El robot chocó contra el mostrador con la fuerza de un ariete. La larga superficie transparente se deformó con un movimiento ondulatorio que fue volcando todo lo que quedaba en la barra. Currante retrocedió y volvió a cargar como un toro furioso.

Se oyeron voces de advertencia detrás de Warne, gritos de espanto. Miró a su derecha. Georgia se había apartado un par de metros y contemplaba la escena, atónita. Pensó rápidamente. Solo podía hacer una cosa: hacer el intento de llegar al interruptor manual colocado en la parte trasera del cubo y desactivar el autómata. Se acercó con mucho cuidado.

—Currante —dijo con voz alta y clara con el propósito de llamar su atención, interrumpir el inesperado proceso que lo hacía comportarse de esta manera. Mientras hablaba, levantó la mano izquierda, con los dedos separados, en un gesto de paz; mantuvo la mano derecha baja y la movió lentamente alrededor del cubo. Al escuchar la voz, Currante movió los sensores en su dirección.

—Kemo Sabe —respondió. Entonces, con un movimiento que pilló por sorpresa a Warne, le sujetó la muñeca derecha con una de las pinzas.

Warne soltó un grito de dolor cuando Currante aumentó la presión y amenazó con aplastarle los huesos. El robot tiró, y Warne saltó por encima del mostrador y fue a chocar contra los recipientes de helado, al tiempo que se giraba a la par del autómata para evitar que le fracturase la muñeca.

—¡Papá! —Georgia se adelantó con la intención de apartarlo de Currante.

—¡Georgia, no! —gritó Warne, que hacía lo imposible para pasar la mano izquierda alrededor del cubo.

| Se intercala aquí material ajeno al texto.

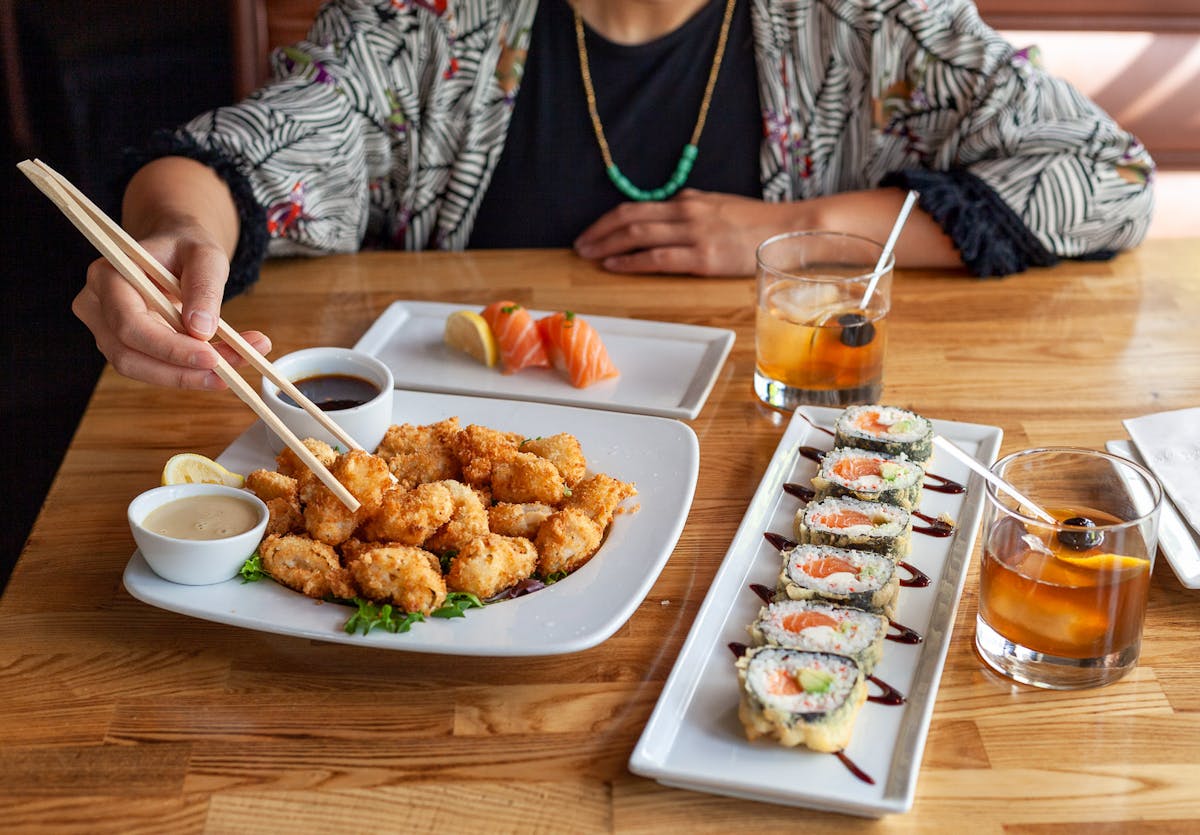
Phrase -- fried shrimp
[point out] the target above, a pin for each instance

Currante se deslizó hacia atrás y arrastró a Warne con él. Los servomecanismos sonaban con estridencia por el esfuerzo. La otra pinza avanzó en dirección al cuello de Warne, en el mismo momento en que sus dedos encontraban el interruptor.

Currante se detuvo bruscamente. Saltaron chispas de la base. Los sensores descendieron. Se apagó el ruido de los motores. La pinza se abrió para dejar en libertad la muñeca prisionera. Warne cayó pesadamente al suelo, y luego se levantó lentamente entre los recipientes de helado. Se frotó la muñeca. Georgia se le acercó a la carrera y juntos se apartaron del robot humeante.

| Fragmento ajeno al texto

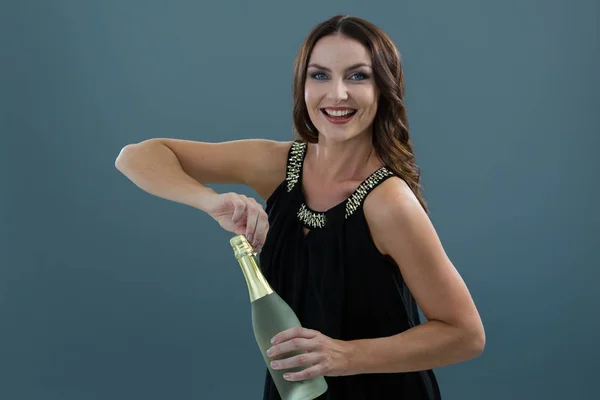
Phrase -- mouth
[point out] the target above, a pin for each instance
(338, 115)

Se había reunido una multitud que había presenciado el incidente desde una distancia prudencial. Cubierto de helado de vainilla y chocolate, Warne les echó una ojeada mientras se masajeaba la muñeca. Georgia permanecía a su lado, muda de asombro. Durante unos segundos, reinó el silencio. Luego se escuchó un silbido de admiración.

—¡Fantástico, tío! —dijo alguien—. Por un momento, me convenció de que era real.

—Extraordinario —gritó otro.

Entonces poco a poco comenzaron a oírse los aplausos hasta que todos aplaudían y gritaban entusiasmados.